Deux heures sont passées. Vient l’heure pour moi du bilan. J’ai l’impression d’être dans une scène de film à la Lautner... 

"Est ce que vous vous donnez le droit à l’erreur ?
Bien-sûr ! Pour moi, c'est le seul moyen d’apprendre !"

Toute critique est bonne à prendre

Sur internet, on peut lire certains commentaires comme celui d’Hélène P. Elle met une étoile et écrit: "très beau au regard, semblait très appétissant. Désillusion car beaucoup trop salé ! Rien à envier au boudin que j'ai l'habitude d'acheter chez mon charcutier où je le paye 2 fois moins cher... ! N'en vaut pas la peine". Beaucoup recevraient ce commentaire comme un uppercut. Mais pas Maurice Bigot : "Elle me rend service cette dame. Je vais travailler sur le sel encore plus que je ne l’ai fait jusque-là".

C’est ça, son secret à Maurice : toujours se relever. Le moto-cross n’est pas son sport favori pour rien. Et pour dire vrai, c’est peut-être le seul plaisir qu’il s’accorde en dehors de sa famille. "La piste, le circuit, c’est un cadre. Si vous n’êtes pas précis et que vous en sortez, c’est l’hôpital direct. L’essence de ma vie: c’est l’effort". Le sens de la formule, toujours.

Un regard acerbe sur le monde actuel

50 ans après avoir posé ses valises à Pierrefonds avec Gladys, la panne d’essence n’est jamais arrivée et toute son équipe est toujours prête à refaire le plein. 

Quand je lui demande son regard sur notre monde actuel et comment il a vécu la crise sanitaire, Maurice est égal à lui-même et n’y va pas par quatre chemins : "Pour moi la société est trop laxiste. Trop basée sur le loisir et la récompense immédiate. On ne se parle pas assez avec franchise. On ne se dit pas les choses. C’est comme les hommes politiques. On m’a déjà proposé des rôles en politique locale. J’ai répondu que je ne savais pas mentir. Pour la crise sanitaire, je ne comprends pas les règles que l’on impose. Mais je les applique. Je respecte et je fais ce qu’il faut pour faire les choses au mieux".

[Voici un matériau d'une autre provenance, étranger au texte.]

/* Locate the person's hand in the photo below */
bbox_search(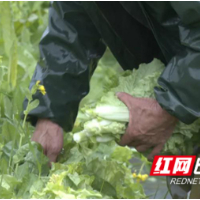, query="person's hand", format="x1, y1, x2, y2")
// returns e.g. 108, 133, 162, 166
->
117, 93, 178, 160
32, 119, 63, 162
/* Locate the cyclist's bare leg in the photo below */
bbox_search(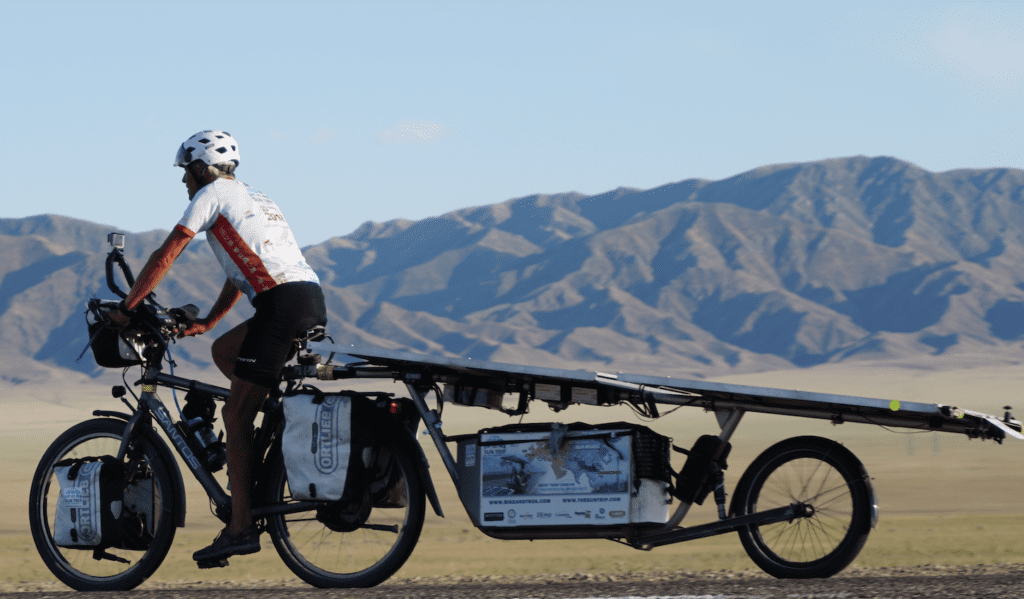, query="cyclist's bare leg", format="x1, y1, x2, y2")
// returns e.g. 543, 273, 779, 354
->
210, 323, 249, 383
221, 379, 270, 534
211, 323, 270, 534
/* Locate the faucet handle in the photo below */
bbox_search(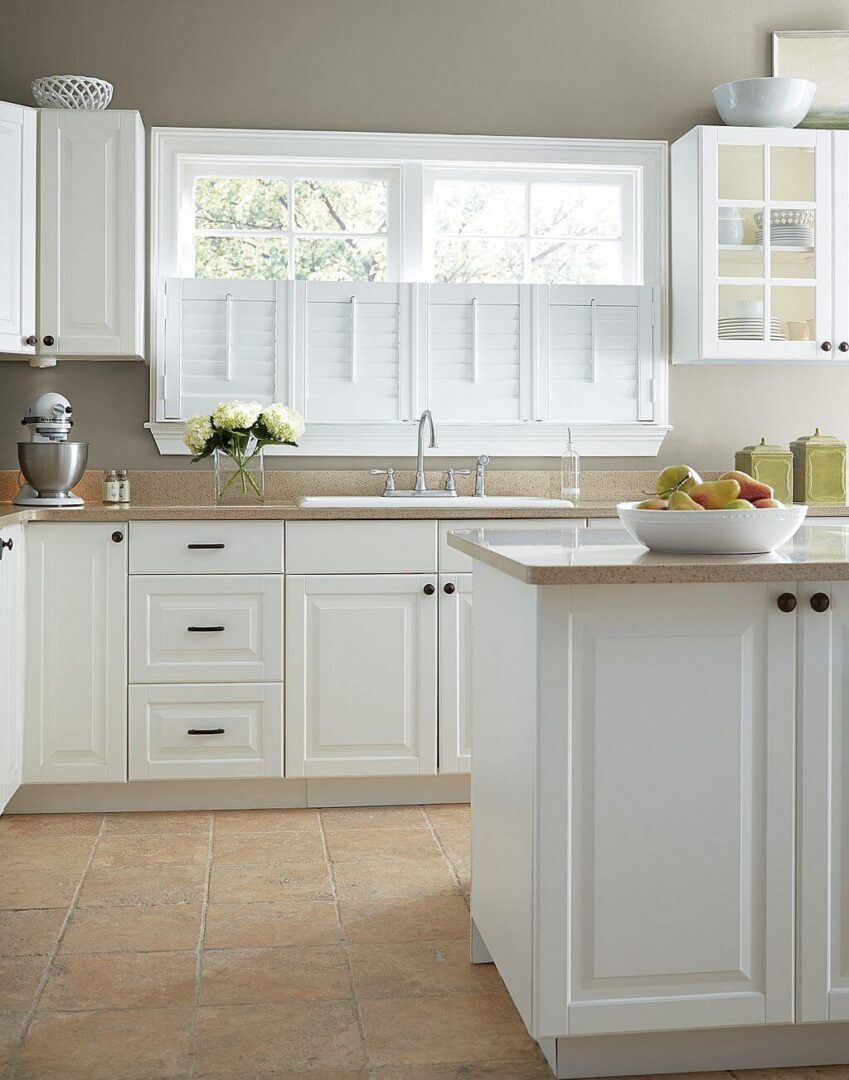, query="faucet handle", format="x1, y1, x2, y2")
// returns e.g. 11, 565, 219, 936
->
368, 465, 395, 495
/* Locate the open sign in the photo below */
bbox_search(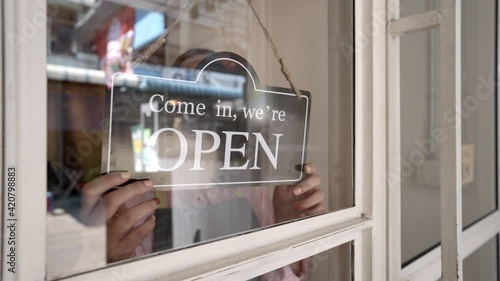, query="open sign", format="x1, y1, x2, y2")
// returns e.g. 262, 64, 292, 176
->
102, 55, 310, 188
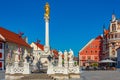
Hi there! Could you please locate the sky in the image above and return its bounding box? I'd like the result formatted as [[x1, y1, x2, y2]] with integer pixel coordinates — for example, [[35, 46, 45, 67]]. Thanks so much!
[[0, 0, 120, 56]]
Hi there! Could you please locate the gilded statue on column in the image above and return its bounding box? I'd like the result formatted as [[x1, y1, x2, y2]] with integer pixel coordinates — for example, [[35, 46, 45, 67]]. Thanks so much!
[[44, 3, 50, 19]]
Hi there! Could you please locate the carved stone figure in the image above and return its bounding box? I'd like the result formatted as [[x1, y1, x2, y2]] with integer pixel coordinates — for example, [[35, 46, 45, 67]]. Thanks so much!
[[44, 3, 50, 19], [69, 49, 74, 61], [64, 50, 68, 62]]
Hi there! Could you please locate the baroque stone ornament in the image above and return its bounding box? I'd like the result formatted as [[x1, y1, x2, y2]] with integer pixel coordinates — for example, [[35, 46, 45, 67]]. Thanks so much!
[[44, 2, 50, 19]]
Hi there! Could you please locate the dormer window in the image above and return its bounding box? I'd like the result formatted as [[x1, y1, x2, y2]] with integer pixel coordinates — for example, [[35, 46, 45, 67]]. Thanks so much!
[[112, 24, 116, 31]]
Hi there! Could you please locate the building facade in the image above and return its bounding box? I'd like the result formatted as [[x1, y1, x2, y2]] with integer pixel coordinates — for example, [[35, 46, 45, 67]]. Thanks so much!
[[79, 36, 102, 66], [103, 14, 120, 60], [0, 27, 32, 68], [0, 35, 5, 70]]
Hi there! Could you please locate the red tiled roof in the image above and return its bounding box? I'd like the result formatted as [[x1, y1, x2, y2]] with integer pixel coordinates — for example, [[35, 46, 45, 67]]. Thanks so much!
[[0, 27, 31, 48], [34, 42, 44, 50]]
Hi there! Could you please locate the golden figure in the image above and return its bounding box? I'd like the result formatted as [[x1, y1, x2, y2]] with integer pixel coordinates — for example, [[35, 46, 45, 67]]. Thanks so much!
[[44, 3, 50, 19]]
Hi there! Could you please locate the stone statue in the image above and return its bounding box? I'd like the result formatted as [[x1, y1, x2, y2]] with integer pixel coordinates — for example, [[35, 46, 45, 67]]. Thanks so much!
[[64, 50, 68, 62], [15, 54, 19, 62], [44, 3, 50, 19], [69, 49, 74, 61], [58, 51, 62, 67]]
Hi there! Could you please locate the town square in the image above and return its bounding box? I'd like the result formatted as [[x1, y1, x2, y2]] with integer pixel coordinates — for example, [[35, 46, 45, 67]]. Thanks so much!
[[0, 0, 120, 80]]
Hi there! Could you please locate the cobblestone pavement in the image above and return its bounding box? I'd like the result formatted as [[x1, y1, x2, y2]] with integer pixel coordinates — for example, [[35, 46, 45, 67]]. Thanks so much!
[[80, 70, 120, 80], [5, 73, 54, 80], [6, 70, 120, 80]]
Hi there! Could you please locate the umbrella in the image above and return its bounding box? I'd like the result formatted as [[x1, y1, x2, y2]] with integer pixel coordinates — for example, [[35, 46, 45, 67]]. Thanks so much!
[[99, 59, 116, 63]]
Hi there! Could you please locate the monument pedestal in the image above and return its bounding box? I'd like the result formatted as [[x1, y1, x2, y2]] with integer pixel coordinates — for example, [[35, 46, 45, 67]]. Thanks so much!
[[23, 62, 31, 74]]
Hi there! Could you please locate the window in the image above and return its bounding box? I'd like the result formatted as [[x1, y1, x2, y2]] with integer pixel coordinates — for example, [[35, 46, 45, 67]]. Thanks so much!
[[112, 24, 116, 31], [0, 43, 2, 49]]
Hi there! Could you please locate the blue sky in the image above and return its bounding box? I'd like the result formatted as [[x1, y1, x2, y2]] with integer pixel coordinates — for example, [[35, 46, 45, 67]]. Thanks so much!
[[0, 0, 120, 56]]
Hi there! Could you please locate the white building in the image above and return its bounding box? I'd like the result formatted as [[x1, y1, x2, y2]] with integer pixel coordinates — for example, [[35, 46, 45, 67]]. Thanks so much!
[[0, 27, 32, 69]]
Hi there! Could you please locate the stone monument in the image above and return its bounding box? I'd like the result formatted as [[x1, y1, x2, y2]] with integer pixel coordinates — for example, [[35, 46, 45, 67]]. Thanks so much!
[[58, 51, 62, 67], [64, 50, 68, 68]]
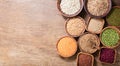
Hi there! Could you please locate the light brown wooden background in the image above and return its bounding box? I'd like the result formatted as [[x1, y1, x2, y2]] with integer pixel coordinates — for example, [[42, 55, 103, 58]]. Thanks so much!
[[0, 0, 120, 66]]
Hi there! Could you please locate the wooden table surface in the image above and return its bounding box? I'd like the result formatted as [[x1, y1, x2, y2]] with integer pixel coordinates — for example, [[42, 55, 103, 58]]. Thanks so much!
[[0, 0, 120, 66]]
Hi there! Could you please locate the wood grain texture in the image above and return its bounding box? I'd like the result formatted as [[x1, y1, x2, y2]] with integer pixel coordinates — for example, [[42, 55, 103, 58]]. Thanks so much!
[[0, 0, 120, 66]]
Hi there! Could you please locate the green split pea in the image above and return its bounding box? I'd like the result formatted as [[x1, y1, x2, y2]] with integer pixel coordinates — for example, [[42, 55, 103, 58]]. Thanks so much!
[[101, 28, 120, 47]]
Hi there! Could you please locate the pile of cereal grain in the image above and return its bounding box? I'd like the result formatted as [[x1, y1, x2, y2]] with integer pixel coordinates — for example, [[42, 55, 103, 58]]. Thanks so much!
[[60, 0, 80, 15], [87, 0, 109, 16]]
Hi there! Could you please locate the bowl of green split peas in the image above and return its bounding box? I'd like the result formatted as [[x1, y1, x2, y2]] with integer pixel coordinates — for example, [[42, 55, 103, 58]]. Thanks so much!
[[100, 26, 120, 48]]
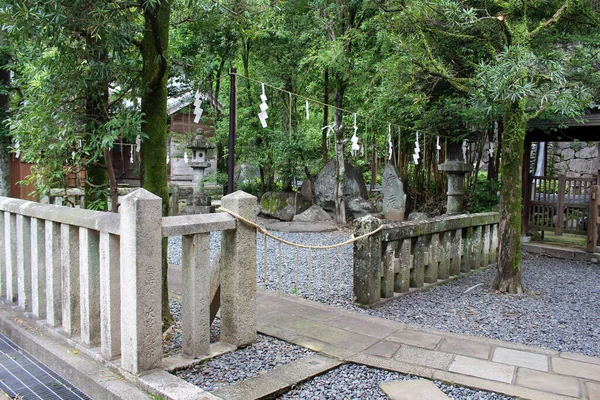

Avant d’ajouter une idée qui pourrait faire son chemin : "Et si tous les magasins qui, comme le mien, sont restés ouverts aidaient ceux qui sont restés fermés ? Une idée... Ce ne serait sûrement pas suffisant mais au moins ce serait un beau geste". Rassembler, construire, reconstruire. Encore et toujours.